November: Ein Goldschatz verschwindet
Im November veröffentlicht die Kriminalpolizei ein ungewöhnliches Foto. Es zeigt ein rekonstruiertes Kindergesicht - das Gesicht eines Buben, der im Mai tot und in einem Paket verschnürt in der Donau bei Vohburg gefunden worden war. Noch immer weiß niemand, wer der Bub war. Und so hofft die Polizei, mit Hilfe der Gesichtsrekonstruktion den Fall irgendwann lösen zu können.
Der kleine Ort Manching steht heute im Schatten des großen Nachbars Ingolstadt. Vor 2.000 Jahren war Manching hingegen das Zentrum der Region - mit einem keltischen Oppidum, einer stadtähnlichen Siedlung. Das Kelten-Römer-Museum zeigt aus dieser Zeit einen millionenteuren Goldschatz, knapp 500 Münzen. Doch in der Nacht zum 22. November wird im Museum eine Fluchttür aufgehebelt, zwei Panzerglas-Vitrinen werden aufgebrochen – und nur sieben Minuten später verschwindet der Goldschatz in der Nacht.

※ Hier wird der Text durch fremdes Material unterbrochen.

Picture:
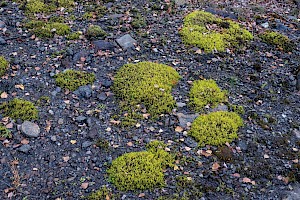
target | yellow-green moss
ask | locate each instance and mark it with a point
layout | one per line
(140, 170)
(101, 194)
(19, 109)
(4, 64)
(278, 40)
(210, 32)
(48, 30)
(216, 128)
(146, 83)
(72, 79)
(38, 6)
(95, 31)
(4, 132)
(206, 92)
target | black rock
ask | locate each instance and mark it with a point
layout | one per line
(103, 45)
(84, 91)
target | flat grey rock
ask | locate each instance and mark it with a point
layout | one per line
(126, 41)
(30, 129)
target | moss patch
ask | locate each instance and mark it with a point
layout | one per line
(4, 64)
(206, 92)
(216, 128)
(19, 109)
(146, 83)
(209, 32)
(278, 40)
(4, 132)
(140, 170)
(73, 79)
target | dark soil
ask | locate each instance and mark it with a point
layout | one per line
(79, 140)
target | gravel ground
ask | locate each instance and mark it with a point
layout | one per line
(64, 162)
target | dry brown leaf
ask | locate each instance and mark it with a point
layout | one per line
(215, 166)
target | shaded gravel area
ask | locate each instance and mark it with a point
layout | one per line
(77, 141)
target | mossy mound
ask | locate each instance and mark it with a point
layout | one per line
(73, 79)
(39, 6)
(140, 170)
(94, 32)
(48, 29)
(206, 92)
(4, 64)
(4, 132)
(216, 128)
(146, 83)
(278, 40)
(209, 32)
(19, 109)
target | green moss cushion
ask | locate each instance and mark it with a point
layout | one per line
(146, 83)
(3, 65)
(19, 109)
(209, 32)
(216, 128)
(73, 79)
(278, 40)
(205, 92)
(141, 170)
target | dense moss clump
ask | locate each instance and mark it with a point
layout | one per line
(94, 32)
(278, 40)
(206, 92)
(140, 170)
(216, 128)
(4, 132)
(210, 32)
(102, 193)
(48, 30)
(19, 109)
(146, 83)
(72, 79)
(4, 64)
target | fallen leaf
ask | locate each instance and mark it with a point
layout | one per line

Zuvor haben die Diebe vermutlich 13.000 Haushalten die Internet- und Telefonverbindung lahmgelegt - und damit auch das Alarmsystem des Museums.
Archäologen beklagen den unersetzlichen Verlust. Ob die Münzen jemals wieder auftauchen, ist fraglich. Im schlimmsten Fall lassen die Diebe sie einschmelzen.